Comparons quelque peu les deux disciplines. Un artiste-peintre doit maîtriser certaines techniques et doit détenir certaines connaissances pour créer des œuvres. De la même façon, un mathématicien doit détenir des connaissances et maîtriser des habiletés de base pour être en mesure de résoudre tous types de problèmes. Dans les deux cas, une fois que celles-ci sont acquises ou en cours de développement, il devient impératif de laisser une latitude à la personne pour lui permettre de s’exprimer, pour laisser place à la créativité et permettre l’exploration de certaines avenues qui n’auraient pas été privilégiées, notamment par son enseignant. Et c’est dans ce contexte qu’une personne pourra devenir un artiste-peintre ou un mathématicien: lorsqu’elle maîtrisera son art et l’expérimentera par elle-même, en prenant ses propres décisions, avec ou sans accompagnement. Évidemment, ce ne sont pas les mêmes habiletés et attitudes qui doivent être développées et mobilisées lorsqu’on est dans un contexte plus ouvert. Dans ce contexte, il vous faudra accompagner vos élèves dans leur prise de risques et les encourager à persévérer. Être soi-même un modèle et accepter de se commettre devant eux permettra également de valoriser ces comportements afin qu’ils deviennent eux aussi de meilleurs mathématiciens. Notre image de départ pourrait être affichée dans vos classes ou racontée à vos élèves comme point d’ancrage pour leur rappeler qu’ils doivent non seulement maîtriser certaines notions, mais également être en mesure de jongler avec celles-ci toujours dans le but de devenir de véritables mathématiciens!
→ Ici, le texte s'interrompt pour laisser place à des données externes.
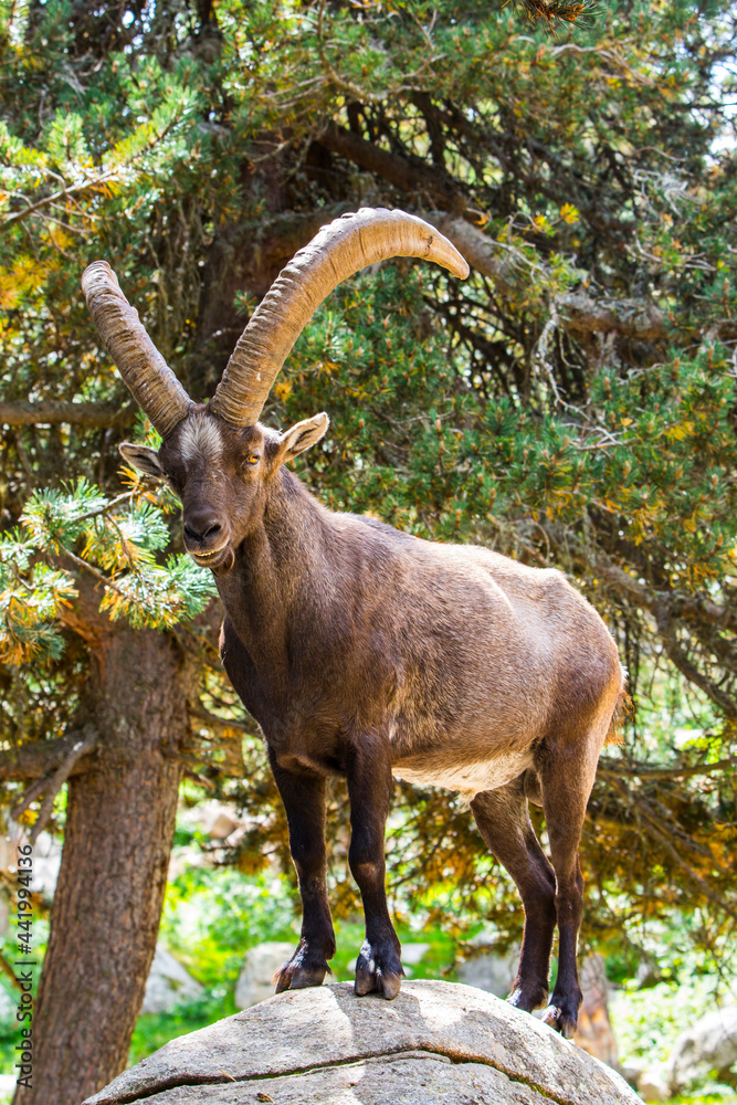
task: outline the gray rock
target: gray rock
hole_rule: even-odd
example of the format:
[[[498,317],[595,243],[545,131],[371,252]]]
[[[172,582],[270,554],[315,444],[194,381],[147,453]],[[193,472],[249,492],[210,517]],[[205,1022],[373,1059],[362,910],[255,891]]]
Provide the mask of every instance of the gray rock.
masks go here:
[[[203,997],[204,987],[192,978],[164,945],[157,944],[146,980],[141,1013],[170,1013],[177,1006],[200,1001]]]
[[[623,1078],[527,1013],[452,982],[394,1001],[287,990],[172,1040],[86,1105],[638,1105]]]
[[[235,983],[235,1008],[250,1009],[251,1006],[265,1001],[274,993],[274,975],[289,958],[297,946],[278,943],[257,944],[243,957],[241,974]]]
[[[646,1102],[666,1102],[671,1096],[665,1066],[651,1066],[638,1078],[638,1093]]]
[[[722,1081],[737,1074],[737,1006],[715,1009],[673,1045],[668,1077],[674,1093],[698,1090],[713,1074]]]

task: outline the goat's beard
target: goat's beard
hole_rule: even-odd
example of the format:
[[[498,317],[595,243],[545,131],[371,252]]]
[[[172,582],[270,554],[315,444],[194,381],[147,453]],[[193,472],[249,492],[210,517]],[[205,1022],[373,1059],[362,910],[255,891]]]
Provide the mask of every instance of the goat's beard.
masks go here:
[[[228,572],[232,569],[234,564],[235,564],[235,554],[233,552],[232,549],[228,549],[224,558],[220,561],[220,564],[214,568],[211,568],[210,570],[212,571],[213,576],[227,576]]]

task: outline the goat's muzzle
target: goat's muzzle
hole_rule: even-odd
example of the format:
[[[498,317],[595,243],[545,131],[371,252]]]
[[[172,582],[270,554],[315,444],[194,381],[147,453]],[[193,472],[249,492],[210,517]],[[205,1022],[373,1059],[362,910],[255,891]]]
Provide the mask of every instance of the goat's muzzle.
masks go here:
[[[230,544],[230,526],[217,518],[192,516],[185,522],[185,548],[200,568],[218,573],[230,571],[235,557]]]

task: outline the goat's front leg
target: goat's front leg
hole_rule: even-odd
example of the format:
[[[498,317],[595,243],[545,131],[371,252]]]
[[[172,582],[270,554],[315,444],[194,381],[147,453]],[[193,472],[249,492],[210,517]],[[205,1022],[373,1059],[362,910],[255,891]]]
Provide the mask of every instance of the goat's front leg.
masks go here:
[[[269,749],[274,779],[286,810],[289,849],[299,880],[302,935],[296,951],[276,972],[276,992],[322,986],[335,955],[335,932],[327,899],[325,852],[325,779],[289,771]]]
[[[389,749],[380,739],[351,744],[347,759],[350,799],[348,862],[364,902],[366,939],[356,962],[355,992],[396,998],[404,974],[401,947],[389,917],[383,841],[392,792]]]

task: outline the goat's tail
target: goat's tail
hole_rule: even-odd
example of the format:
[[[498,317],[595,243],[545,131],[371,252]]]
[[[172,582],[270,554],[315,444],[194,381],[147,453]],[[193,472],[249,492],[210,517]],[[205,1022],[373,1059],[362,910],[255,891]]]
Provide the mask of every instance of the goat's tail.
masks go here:
[[[609,733],[607,734],[607,739],[604,740],[606,745],[622,744],[622,726],[634,712],[634,704],[627,693],[627,667],[622,667],[622,686],[617,699],[617,705],[614,706],[612,719],[609,723]]]

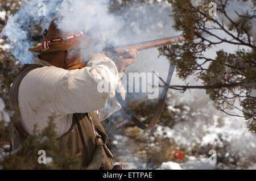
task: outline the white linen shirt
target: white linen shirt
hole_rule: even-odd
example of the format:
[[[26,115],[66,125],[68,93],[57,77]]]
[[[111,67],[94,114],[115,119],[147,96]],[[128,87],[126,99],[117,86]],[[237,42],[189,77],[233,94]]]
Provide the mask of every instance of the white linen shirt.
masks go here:
[[[115,92],[100,92],[101,81],[109,82],[112,90],[118,85],[125,99],[123,87],[114,62],[108,57],[94,57],[81,69],[67,70],[52,66],[38,56],[33,64],[44,65],[29,72],[19,88],[22,122],[30,134],[35,124],[39,131],[48,125],[49,118],[60,136],[68,131],[72,114],[96,111],[101,121],[121,108]]]

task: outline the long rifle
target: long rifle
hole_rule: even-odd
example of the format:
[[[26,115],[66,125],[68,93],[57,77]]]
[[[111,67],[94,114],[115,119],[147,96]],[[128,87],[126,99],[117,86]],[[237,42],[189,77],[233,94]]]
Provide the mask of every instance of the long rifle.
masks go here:
[[[125,54],[126,50],[130,48],[136,48],[138,50],[142,50],[147,49],[154,48],[160,47],[163,47],[164,45],[171,45],[174,43],[176,43],[180,41],[184,40],[184,38],[182,36],[172,36],[160,39],[154,40],[152,41],[144,41],[133,44],[128,44],[123,46],[121,46],[119,47],[116,47],[112,49],[113,52],[112,53],[118,53],[118,54]],[[174,67],[172,66],[170,64],[169,66],[169,71],[168,73],[167,79],[166,80],[166,84],[169,85],[172,74],[174,71]],[[136,116],[133,113],[133,112],[129,109],[128,106],[123,100],[121,95],[118,91],[115,91],[115,98],[118,103],[121,105],[122,108],[125,110],[125,111],[128,114],[131,115],[131,121],[134,123],[134,124],[142,129],[145,129],[148,128],[154,128],[156,124],[158,119],[159,119],[160,115],[161,115],[162,110],[163,109],[163,105],[164,104],[164,100],[166,97],[166,94],[167,93],[168,87],[166,86],[164,87],[163,91],[160,95],[158,103],[157,104],[156,107],[153,114],[153,116],[149,123],[148,126],[146,126],[143,123],[142,123],[139,119],[136,117]]]
[[[115,47],[109,44],[106,46],[104,50],[106,51],[108,56],[111,56],[116,53],[118,54],[125,54],[126,50],[131,48],[136,48],[137,50],[139,51],[171,45],[183,40],[184,40],[184,38],[183,36],[178,35]]]

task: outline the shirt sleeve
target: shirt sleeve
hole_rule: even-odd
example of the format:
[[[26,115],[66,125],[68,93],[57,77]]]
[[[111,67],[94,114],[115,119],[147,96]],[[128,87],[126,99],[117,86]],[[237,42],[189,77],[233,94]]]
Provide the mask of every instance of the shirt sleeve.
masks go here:
[[[58,82],[55,110],[59,113],[96,111],[106,107],[115,95],[118,73],[108,57],[94,57],[86,66],[65,70]]]
[[[119,89],[118,91],[120,92],[122,98],[123,100],[125,99],[125,91],[121,81],[122,73],[119,73],[119,79],[118,81],[118,85],[117,86]],[[115,97],[108,100],[107,105],[105,107],[98,110],[98,116],[100,120],[103,121],[109,117],[111,115],[118,111],[121,108],[121,106],[117,102]]]

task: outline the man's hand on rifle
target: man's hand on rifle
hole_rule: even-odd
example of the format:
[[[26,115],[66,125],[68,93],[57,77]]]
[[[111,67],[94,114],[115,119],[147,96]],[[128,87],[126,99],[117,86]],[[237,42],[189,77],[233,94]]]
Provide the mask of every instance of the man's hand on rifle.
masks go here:
[[[123,72],[129,65],[136,61],[138,50],[135,48],[126,49],[124,52],[118,52],[115,56],[114,62],[118,72]]]
[[[135,48],[125,49],[119,51],[115,55],[113,61],[115,63],[118,72],[123,72],[127,66],[136,61],[138,50]],[[88,57],[88,60],[96,57],[106,57],[102,53],[92,53]]]

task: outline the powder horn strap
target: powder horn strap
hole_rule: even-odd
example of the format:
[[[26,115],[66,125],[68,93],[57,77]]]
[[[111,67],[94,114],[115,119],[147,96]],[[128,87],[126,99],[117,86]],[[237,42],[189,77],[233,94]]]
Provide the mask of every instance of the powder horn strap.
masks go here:
[[[172,74],[174,71],[174,66],[171,64],[170,64],[169,70],[168,73],[167,79],[166,80],[166,84],[169,85],[171,83]],[[166,99],[166,95],[168,91],[168,86],[166,86],[163,89],[163,91],[160,95],[159,100],[158,100],[156,108],[153,115],[148,127],[147,127],[144,123],[143,123],[133,113],[133,112],[128,107],[128,106],[123,100],[121,94],[115,90],[115,98],[117,102],[121,105],[123,110],[128,114],[131,115],[131,121],[134,124],[142,129],[146,129],[148,128],[154,128],[158,121],[158,119],[161,115],[162,110],[163,109],[163,105],[164,104],[164,100]]]

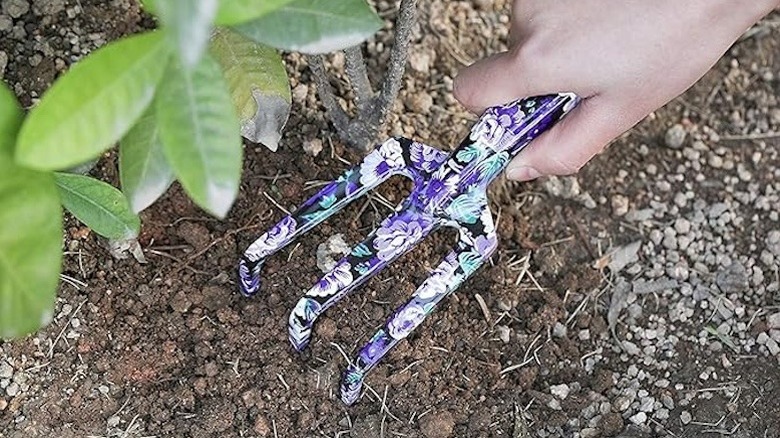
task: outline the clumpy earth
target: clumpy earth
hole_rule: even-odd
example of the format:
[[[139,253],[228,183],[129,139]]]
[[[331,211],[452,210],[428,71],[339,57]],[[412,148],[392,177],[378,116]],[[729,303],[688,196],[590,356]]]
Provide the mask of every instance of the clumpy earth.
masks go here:
[[[504,47],[508,6],[421,2],[388,133],[457,143],[474,116],[452,78]],[[396,7],[377,4],[388,20]],[[33,105],[72,62],[153,25],[132,0],[3,0],[0,77]],[[374,79],[391,31],[365,47]],[[174,186],[142,214],[145,265],[112,259],[68,220],[54,321],[0,343],[0,436],[780,437],[778,14],[576,177],[494,190],[492,263],[351,408],[337,398],[342,352],[355,354],[454,235],[428,239],[329,310],[308,351],[292,351],[287,315],[322,274],[318,245],[361,239],[408,184],[383,186],[271,259],[260,296],[237,293],[236,260],[282,217],[275,203],[294,208],[360,159],[323,118],[305,57],[285,59],[287,131],[277,153],[247,145],[226,220]],[[329,61],[349,98],[343,57]],[[93,172],[116,184],[115,157]]]

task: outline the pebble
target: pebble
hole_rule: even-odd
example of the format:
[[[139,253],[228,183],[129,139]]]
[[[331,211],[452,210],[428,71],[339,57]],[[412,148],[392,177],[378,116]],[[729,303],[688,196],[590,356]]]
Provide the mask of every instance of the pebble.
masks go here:
[[[501,342],[508,344],[511,329],[505,325],[497,325],[496,331],[498,332],[498,338],[501,339]]]
[[[750,288],[747,270],[739,262],[734,262],[718,272],[715,283],[725,294],[738,294]]]
[[[449,438],[455,429],[455,420],[447,411],[428,414],[420,419],[420,431],[426,438]]]
[[[780,329],[780,312],[769,315],[766,320],[766,325],[770,330]]]
[[[766,348],[769,349],[769,353],[772,356],[777,356],[780,354],[780,345],[777,344],[777,341],[774,339],[769,339],[766,341]]]
[[[108,425],[108,427],[117,427],[119,426],[120,421],[121,420],[119,419],[118,415],[112,415],[108,417],[108,420],[106,420],[106,424]]]
[[[664,136],[666,147],[670,149],[682,148],[686,136],[687,133],[685,132],[685,128],[681,124],[678,123],[672,126],[666,131],[666,135]]]
[[[322,140],[314,138],[303,143],[303,151],[312,157],[316,157],[322,152]]]
[[[19,18],[30,10],[27,0],[3,0],[3,12],[11,18]]]
[[[16,382],[11,382],[11,384],[5,388],[5,393],[8,394],[9,397],[15,397],[17,394],[19,394],[19,384]]]
[[[553,326],[553,336],[556,338],[565,338],[567,331],[566,326],[560,322],[556,322]]]
[[[645,424],[645,422],[647,421],[647,414],[644,412],[639,412],[631,416],[628,420],[636,424],[637,426],[640,426],[642,424]]]
[[[615,195],[612,197],[612,214],[623,216],[628,213],[628,198],[624,195]]]
[[[323,273],[330,272],[338,263],[338,259],[349,254],[351,250],[343,234],[334,234],[317,246],[317,267]]]
[[[569,396],[569,392],[571,392],[571,388],[569,388],[569,385],[565,383],[561,385],[553,385],[550,387],[550,394],[558,397],[561,400],[566,400],[566,397]]]
[[[10,379],[14,375],[14,368],[6,362],[0,363],[0,379]]]

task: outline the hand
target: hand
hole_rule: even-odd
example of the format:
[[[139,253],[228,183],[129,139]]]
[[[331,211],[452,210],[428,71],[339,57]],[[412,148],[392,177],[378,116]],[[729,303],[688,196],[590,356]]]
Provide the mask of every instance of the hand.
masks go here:
[[[693,85],[778,0],[515,0],[509,50],[465,68],[467,108],[571,91],[583,101],[510,163],[525,181],[577,172]]]

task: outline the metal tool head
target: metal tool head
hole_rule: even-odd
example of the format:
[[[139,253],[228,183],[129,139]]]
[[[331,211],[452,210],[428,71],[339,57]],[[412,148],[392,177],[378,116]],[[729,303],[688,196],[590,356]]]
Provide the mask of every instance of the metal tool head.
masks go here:
[[[342,380],[341,398],[346,404],[354,403],[366,373],[495,251],[497,237],[487,186],[512,157],[578,102],[576,95],[563,93],[489,108],[449,154],[403,137],[385,141],[246,250],[238,268],[242,293],[251,296],[259,291],[266,258],[391,176],[411,178],[412,192],[396,211],[309,289],[290,314],[290,343],[300,351],[309,344],[315,320],[338,300],[437,228],[458,230],[456,247],[350,364]]]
Vous pouvez également appliquer cette comparaison dans un autre domaine si vous le préférez. Par exemple, un joueur de hockey peut pratiquer certaines techniques, s’entraîner physiquement, se doter d’un équipement de meilleure qualité, etc. Mais lors d’une partie, il doit être plus qu’un simple technicien et doit mobiliser d’autres aptitudes et attitudes propices au contexte du jeu afin de bien performer.
En somme, tentons de trouver un équilibre dans nos classes entre différentes approches qui sont non pas en opposition, mais plutôt complémentaires. Faisons en sorte que nos élèves prennent le maximum de décisions avec tous les outils et les compétences qu’ils développeront afin qu’ils deviennent des artistes!
Ce texte a été rédigé à la suite d’un atelier donné par Nat Banting lors du 50e congrès du GRMS à l’automne 2023, à Victoriaville. Merci Nat d’être si inspirant!
Merci également à Stéphanie Robichaud pour la révision du texte.
*Nat Banting est enseignant de mathématiques en Saskatchewan. Il est également chargé de cours à l’Université St. Francis Xavier et à l’Université de Saskatchewan. Nat est le créateur des tâches Menu Math.